Can Irrigation be a Tool for Drought Relief?
Over the years, I have heard many experiences and have read a few studies about using irrigation on pastures. The experiences and studies both show that more often than not, irrigation doesn’t work well. These are the questions a grazier needs to answer to see if irrigation can work for them:
- Do you have access to the volume of water you need? Optimum pasture sward can be produced with one inch of water (27,000 gallons per acre) every week. Obviously, it gets by with much less. For my example lets irrigate a half of an inch a week (13,750 gallons). With a forty-acre pasture system, this would require 540,000 gallons per week.
- Do you need legal permission to use this much water? As I understand DEC rules, they allow taking up to 100,000 gallons per day from surface water.
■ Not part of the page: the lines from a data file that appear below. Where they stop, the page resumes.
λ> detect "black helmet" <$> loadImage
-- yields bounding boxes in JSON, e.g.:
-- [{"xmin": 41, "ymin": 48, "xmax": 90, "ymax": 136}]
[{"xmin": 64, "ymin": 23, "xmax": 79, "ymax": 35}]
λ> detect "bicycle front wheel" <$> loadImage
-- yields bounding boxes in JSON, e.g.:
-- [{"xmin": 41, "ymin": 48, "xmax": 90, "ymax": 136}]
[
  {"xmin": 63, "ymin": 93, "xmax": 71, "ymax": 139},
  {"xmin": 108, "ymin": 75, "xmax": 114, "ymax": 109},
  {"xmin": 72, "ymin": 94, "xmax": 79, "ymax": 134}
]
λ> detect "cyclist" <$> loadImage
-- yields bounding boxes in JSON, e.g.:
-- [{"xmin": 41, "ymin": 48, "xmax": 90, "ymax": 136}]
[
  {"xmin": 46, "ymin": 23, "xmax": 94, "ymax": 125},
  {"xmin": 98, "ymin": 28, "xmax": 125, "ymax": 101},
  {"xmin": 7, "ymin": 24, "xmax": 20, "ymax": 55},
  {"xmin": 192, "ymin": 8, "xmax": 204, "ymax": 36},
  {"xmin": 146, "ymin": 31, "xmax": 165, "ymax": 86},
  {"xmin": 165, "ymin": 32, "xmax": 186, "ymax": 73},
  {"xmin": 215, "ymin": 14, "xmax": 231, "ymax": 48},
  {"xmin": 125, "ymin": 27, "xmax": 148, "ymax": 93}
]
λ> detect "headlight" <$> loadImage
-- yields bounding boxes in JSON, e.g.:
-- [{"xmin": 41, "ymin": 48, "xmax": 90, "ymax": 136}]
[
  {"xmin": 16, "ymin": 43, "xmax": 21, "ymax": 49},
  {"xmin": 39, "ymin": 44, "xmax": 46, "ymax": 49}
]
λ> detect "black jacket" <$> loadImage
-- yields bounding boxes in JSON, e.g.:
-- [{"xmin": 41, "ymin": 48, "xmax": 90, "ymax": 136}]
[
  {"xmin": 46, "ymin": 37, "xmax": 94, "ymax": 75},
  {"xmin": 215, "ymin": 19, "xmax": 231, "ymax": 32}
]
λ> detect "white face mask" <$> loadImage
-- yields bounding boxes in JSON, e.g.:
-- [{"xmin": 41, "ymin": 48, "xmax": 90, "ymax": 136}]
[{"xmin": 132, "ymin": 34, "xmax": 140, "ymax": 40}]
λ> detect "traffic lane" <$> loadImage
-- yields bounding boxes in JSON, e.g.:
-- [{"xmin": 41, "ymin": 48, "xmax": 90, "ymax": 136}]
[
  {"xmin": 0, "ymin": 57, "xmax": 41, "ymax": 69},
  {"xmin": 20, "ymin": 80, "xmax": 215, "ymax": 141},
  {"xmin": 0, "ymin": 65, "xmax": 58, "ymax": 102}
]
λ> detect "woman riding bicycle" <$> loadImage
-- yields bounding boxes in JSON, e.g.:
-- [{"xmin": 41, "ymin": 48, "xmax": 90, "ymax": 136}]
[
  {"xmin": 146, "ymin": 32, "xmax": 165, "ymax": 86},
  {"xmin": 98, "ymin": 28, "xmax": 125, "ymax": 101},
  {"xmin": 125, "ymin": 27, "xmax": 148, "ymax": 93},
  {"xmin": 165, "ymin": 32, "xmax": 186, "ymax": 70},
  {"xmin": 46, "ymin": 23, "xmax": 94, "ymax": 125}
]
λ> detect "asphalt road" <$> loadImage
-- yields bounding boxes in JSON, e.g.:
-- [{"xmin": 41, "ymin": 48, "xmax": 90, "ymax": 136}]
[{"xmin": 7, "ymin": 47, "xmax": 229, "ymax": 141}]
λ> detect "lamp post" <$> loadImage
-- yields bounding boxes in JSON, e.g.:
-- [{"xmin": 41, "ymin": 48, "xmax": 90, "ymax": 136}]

- Do you have the infrastructure to move the water around your pastures? This is where the math gets complicated. It involves what type of sprinkler system you’ll be using. For example, the K-Line system (photo 1) handles low volume for smaller areas, like 8 acres in seven days. It requires a flow rate of 40 GPM at 50 PSI at the pump discharge: Sizing a pump to this depends on size of your water lines, how many sprinklers, and the amount of head or elevation the water needs to travel up or down.
- If you move up to the water reel system (photo 2) for larger pastures these requirements go up to: 75-150 GPM at 70-120 PSI.
On-Farm Example
The most sustainable pasture irrigation system I’ve had the opportunity to visit was on Birds All Dairy in Canaseraga NY. Janice Brown and her husband Kim Shaklee have operated the 40 cow grazing dairy since 1993. Kim was an irrigation manager for a number of farms in Colorado before they moved here to New York. When they came the resources they specifically looked for was: reasonably priced and a farm that had irrigation potential. His design consists of:
- A pond supplied by a stream acts as his reliable source of surface water for the system. In dry times the rate of flow isn’t high enough to supply the 80,000 gallons a day the small Kifco hard hose traveler can apply.
- He uses an electric pump to pump out of the wetland at night (lower electric rates) up to a holding pond 130 feet above the wetland.
- He has six inch lines connecting the wetland and holding pond. The same line feed from the pond to valves in the different pastures.
- From these valves he connects a booster pump that adds to the gravity from the uphill ponds to provide the flow required for the water reel.